WhatADifferenceADayMakes

By Veronica

Ornament

It rained quite heavily overnight, but at least it had stopped by the morning. We implemented our Plan B for the Casa Pilatos, and set off immediately after breakfast. We arrived just before 10; there was no queue at all.

It’s well worth a visit; it is a large 15th century palace decorated in the Mudéjar style (think Alhambra and Alcázar). We had audio guides from which we learned that it was built on stolen land; the Inquisition swept the Jews out of Seville, demolished the Jewish quarter, and sold the land to the richest family in Seville since they felt their existing house was too small.

That said, it is a beautiful artwork. The ground floor was for public use as the family played a role in administration. It has beautiful gardens and lavishly decorated rooms. Tivoli, you would love it because the walls of most of them were decorated with dozens of patterns of geometric tiles, arranged to look like hanging rugs. I’ve put a few extras in — I may remove them later, once I’ve processed the photos for Flickr.

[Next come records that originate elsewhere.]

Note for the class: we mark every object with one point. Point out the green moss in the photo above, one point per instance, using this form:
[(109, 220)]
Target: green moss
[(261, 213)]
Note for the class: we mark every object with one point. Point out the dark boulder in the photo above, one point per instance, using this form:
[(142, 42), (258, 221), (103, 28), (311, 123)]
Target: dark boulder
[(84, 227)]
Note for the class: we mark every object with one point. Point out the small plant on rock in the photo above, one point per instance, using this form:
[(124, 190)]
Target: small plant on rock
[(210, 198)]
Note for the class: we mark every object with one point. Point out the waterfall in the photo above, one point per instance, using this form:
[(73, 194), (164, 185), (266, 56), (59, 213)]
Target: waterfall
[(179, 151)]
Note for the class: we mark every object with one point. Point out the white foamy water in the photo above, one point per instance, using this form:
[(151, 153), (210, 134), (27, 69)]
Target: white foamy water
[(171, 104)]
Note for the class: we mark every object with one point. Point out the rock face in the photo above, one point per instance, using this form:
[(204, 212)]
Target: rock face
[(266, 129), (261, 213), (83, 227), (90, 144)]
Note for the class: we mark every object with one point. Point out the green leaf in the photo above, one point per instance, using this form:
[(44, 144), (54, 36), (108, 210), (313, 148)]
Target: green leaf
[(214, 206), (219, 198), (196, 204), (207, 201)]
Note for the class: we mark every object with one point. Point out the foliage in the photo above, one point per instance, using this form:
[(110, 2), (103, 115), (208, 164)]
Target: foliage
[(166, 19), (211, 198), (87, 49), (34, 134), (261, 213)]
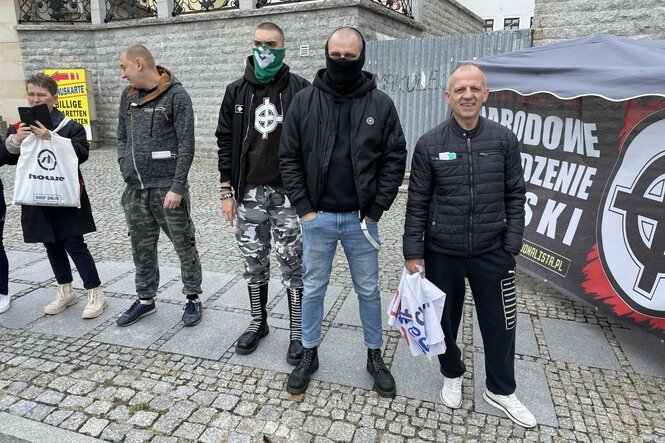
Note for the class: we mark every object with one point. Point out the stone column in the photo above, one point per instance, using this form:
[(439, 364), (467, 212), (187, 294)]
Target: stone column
[(247, 4), (417, 7), (164, 8)]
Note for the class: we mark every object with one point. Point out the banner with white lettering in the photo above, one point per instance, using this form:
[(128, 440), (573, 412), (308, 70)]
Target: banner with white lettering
[(595, 210)]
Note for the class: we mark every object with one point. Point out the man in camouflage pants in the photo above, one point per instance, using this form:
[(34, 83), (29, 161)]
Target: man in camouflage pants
[(155, 152), (248, 135)]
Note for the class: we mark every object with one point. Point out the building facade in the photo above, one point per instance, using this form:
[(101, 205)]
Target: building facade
[(502, 15)]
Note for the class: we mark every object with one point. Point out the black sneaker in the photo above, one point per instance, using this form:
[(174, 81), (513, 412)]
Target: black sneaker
[(135, 312), (193, 313), (384, 383), (299, 378)]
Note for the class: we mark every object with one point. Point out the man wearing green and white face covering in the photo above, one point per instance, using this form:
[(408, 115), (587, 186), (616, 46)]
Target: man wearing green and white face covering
[(248, 135)]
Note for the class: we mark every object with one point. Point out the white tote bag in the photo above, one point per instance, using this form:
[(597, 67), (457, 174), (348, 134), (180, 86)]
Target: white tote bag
[(416, 309), (47, 172)]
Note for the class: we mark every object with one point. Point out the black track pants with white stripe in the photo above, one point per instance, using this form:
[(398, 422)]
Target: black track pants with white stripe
[(491, 277)]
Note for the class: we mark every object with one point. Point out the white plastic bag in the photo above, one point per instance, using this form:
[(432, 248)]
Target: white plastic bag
[(47, 172), (416, 309)]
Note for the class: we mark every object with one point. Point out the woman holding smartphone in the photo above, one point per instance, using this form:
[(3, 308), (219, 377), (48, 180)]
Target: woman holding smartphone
[(60, 229)]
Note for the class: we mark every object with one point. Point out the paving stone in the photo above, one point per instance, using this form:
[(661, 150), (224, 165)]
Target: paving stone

The upper floor can only be visited on a guided tour, which we duly did. It was the family’s private quarters and was lavishly decorated in 18th century style. The last duchess died in 2013, having accumulated a ridiculous 54 noble titles (Spanish nobility tend to do that; they must be very inbred). She collected model pigs, and every surface was covered with them, in addition to a display cabinet with hundreds of tiny ones.

We were pretty much touristed out after this; lots of walking and intense concentration following rapid Spanish. We revived ourselves over a coffee, and then decided to head towards our selected lunch spot via the flamenco museum. I think we would have found it more interesting if we hadn’t been tired before we started; most of the information was supplied by densely textual interactive screens (as well as videos). But on the top floor there was a very striking exhibition of toreador-style jackets for dancers, featuring stunning embroidery (see extras).

We really were exhausted now. So we hailed a taxi to go to Eslava, a very popular tapas bar that we failed to get into last time we were here. You can’t reserve tables, but we timed it perfectly, arriving just in time to get the last free table on the terrace. The food was excellent, every dish perfection of its type. Salmorejo, boquerones simply tossed in flour and fried, yummy pork ribs with honey, and a slow-cooked egg yolk with ceps and truffle. We found room for caramelised pineapple with ginger and a scoop of coconut sorbet to finish. I will try this at home.

We managed to walk slowly back to the hotel, where we both had to have a siesta. The evening was a bit of a damp squib … we fancied enjoying a drink on the roof terrace admiring the view of the cathedral, but the bar was closed. Not surprising really given how cold and damp it was. We ended up cracking open a tiny bottle of wine from the mini bar, with the remnants of yesterday’s picnic and some pasteis de nata from the shop across the road. Too exhausted to consider doing anything else.